Woese, using the relatively primitive techniques of the era collected molecular data on a range of bacterial species. What he discovered was surprising and, at least for a time, quite controversial. Up to that time, cellular organisms had been classified as prokaryotes (cells without nuclei) and eukaryotes (cells with nuclei). Woese discovered that the prokaryotes formed two distinct groups which eventually were named the Bacteria and Archaea. The Archaea are more closely related to to eukaryotic life (e.g. animals, plants, fungi) than they are to Bacteria.

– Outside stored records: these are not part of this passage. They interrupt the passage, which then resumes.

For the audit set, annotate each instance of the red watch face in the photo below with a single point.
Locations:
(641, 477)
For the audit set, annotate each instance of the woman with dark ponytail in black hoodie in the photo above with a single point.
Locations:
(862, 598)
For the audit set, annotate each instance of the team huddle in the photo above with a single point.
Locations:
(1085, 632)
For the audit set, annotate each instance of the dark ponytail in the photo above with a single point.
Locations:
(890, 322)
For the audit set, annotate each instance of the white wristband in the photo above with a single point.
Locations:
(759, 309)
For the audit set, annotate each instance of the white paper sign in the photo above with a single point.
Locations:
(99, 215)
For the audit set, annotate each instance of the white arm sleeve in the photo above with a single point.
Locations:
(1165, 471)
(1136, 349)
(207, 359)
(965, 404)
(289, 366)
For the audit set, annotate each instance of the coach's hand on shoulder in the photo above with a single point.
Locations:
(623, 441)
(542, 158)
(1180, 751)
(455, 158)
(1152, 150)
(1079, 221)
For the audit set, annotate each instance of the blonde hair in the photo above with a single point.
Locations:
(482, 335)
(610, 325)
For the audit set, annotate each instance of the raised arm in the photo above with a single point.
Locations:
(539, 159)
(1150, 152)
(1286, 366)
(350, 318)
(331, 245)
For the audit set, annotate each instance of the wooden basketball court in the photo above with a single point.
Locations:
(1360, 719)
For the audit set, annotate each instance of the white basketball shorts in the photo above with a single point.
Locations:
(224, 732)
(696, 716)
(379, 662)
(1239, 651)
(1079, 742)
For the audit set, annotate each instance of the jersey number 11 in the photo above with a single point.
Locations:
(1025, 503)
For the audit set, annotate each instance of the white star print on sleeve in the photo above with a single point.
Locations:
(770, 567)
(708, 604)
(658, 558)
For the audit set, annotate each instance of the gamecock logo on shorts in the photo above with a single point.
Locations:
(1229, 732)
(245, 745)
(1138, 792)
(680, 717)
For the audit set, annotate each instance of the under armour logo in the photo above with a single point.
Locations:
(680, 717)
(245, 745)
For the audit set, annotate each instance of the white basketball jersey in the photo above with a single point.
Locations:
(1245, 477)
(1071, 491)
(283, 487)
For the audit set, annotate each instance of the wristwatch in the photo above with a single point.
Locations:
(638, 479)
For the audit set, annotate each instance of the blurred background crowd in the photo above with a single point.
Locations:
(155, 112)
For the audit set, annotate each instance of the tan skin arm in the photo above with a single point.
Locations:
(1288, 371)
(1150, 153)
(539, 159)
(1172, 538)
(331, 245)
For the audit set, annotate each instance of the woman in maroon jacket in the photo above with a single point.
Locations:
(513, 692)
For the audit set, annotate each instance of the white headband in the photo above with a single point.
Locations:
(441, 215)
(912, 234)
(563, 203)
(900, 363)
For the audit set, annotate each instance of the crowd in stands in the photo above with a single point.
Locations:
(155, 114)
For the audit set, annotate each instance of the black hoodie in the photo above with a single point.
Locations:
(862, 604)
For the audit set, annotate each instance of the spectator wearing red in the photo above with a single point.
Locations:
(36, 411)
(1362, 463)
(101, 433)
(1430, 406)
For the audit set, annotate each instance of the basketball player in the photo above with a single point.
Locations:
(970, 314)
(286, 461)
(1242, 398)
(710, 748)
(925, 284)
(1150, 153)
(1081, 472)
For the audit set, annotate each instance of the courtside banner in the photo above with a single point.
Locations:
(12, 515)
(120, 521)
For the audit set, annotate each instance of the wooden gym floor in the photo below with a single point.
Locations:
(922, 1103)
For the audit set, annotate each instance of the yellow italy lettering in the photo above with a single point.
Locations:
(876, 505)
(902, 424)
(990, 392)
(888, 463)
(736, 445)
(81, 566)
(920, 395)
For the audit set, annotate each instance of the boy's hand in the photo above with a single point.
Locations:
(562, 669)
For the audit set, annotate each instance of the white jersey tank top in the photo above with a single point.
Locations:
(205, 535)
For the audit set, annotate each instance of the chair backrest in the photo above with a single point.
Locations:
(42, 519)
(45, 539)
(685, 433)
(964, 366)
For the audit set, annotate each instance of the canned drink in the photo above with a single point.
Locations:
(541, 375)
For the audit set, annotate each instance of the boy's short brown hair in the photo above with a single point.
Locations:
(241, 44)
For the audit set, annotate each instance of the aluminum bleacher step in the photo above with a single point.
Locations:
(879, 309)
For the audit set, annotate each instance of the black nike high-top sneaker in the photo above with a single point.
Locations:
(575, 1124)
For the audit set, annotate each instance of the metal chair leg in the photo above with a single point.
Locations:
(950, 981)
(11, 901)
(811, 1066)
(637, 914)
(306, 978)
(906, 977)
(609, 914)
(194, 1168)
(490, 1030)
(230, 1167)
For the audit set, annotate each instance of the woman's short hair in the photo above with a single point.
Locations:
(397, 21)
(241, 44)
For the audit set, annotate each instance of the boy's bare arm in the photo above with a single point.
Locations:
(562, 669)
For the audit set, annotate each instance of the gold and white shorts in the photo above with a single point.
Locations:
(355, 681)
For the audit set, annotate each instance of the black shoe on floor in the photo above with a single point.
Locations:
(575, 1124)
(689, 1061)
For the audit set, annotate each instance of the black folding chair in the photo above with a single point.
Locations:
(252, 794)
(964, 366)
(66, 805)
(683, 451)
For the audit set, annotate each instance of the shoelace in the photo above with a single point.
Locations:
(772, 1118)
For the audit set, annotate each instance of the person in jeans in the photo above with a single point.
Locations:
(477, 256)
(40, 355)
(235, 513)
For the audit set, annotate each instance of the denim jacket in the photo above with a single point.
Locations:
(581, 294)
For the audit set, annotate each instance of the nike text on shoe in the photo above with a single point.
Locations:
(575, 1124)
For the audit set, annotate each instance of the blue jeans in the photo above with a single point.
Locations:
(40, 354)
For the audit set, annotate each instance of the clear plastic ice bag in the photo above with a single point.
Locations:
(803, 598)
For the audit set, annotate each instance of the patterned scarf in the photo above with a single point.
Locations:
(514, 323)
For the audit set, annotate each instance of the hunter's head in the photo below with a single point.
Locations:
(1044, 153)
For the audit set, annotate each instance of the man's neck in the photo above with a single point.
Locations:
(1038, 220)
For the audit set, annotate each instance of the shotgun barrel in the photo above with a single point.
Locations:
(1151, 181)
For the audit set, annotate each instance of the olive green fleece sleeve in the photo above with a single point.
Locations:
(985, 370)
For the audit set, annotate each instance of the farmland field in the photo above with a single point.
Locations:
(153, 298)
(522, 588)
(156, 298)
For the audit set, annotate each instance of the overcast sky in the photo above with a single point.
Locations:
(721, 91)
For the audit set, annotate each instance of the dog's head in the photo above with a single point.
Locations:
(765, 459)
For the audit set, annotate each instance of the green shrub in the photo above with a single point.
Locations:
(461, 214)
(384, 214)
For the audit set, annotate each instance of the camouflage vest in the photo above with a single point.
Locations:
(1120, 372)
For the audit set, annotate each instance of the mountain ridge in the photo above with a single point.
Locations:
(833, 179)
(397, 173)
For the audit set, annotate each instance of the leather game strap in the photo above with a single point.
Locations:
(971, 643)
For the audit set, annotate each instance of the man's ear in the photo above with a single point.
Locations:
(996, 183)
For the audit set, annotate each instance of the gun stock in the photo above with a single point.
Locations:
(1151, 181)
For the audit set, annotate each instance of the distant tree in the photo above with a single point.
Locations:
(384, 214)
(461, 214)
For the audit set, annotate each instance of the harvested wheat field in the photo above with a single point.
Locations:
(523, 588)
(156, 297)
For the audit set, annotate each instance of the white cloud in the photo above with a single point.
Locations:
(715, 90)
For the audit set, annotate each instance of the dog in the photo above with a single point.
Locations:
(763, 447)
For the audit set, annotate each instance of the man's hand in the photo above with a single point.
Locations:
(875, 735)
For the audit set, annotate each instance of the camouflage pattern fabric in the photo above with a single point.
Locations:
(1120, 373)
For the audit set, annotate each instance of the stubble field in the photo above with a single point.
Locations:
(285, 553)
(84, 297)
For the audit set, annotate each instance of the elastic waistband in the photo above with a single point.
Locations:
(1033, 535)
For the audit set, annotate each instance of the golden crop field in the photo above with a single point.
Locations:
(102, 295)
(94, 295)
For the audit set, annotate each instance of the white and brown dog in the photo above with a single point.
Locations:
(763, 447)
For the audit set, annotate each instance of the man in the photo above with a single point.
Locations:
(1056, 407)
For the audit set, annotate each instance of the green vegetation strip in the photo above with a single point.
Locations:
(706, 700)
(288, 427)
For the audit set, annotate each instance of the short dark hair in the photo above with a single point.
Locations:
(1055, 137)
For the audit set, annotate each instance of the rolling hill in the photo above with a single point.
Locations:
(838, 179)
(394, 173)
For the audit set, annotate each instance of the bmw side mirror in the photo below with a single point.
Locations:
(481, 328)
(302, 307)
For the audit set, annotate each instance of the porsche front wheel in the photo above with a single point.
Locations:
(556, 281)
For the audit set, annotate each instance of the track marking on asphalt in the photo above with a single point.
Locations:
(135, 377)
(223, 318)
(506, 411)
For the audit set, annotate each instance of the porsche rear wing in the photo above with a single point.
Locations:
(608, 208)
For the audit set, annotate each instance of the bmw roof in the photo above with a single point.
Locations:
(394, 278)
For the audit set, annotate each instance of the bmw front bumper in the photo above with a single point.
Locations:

Woese used his discovery to develop the concept of the Three Domains of Life. These domains are the Bacteria, Archaea, and Eukarya. This was a dramatic change from the predominant five kingdom classification scheme of the time which recognized four kingdoms of eukaryotic life and lumped all the prokaryotes into a single kingdom. The Three Domains were introduced in the 1970s and remained controversial until around 1990 or so. Woese went from a fringe figure to someone whose work was prominently featured in major textbooks and who won the Crafoord Prize which is often referred to as the Nobel for Ecology and Evolutionary Biology.
The switch to three domains from five kingdoms is a switch from a progressive view of evolution in which microorganisms are primitive sidelines to one in which they are the primary players in the history of life on earth.
In addition to this discovery Woese was one of, if not the first to use molecular data in systematic research (the study of evolutionary relationships). In the late 1980s the use of DNA data to work on phylogenies (evolutionary trees) became widespread. Our understanding of evolutionary history has expanded exponentially as a result.
I never spoke to Woese when I worked at the U of I. He was in a different academic unit. His home was on my way to work and I would occasionally see him walking ahead of me in one of his ubiquitous flannel shirts.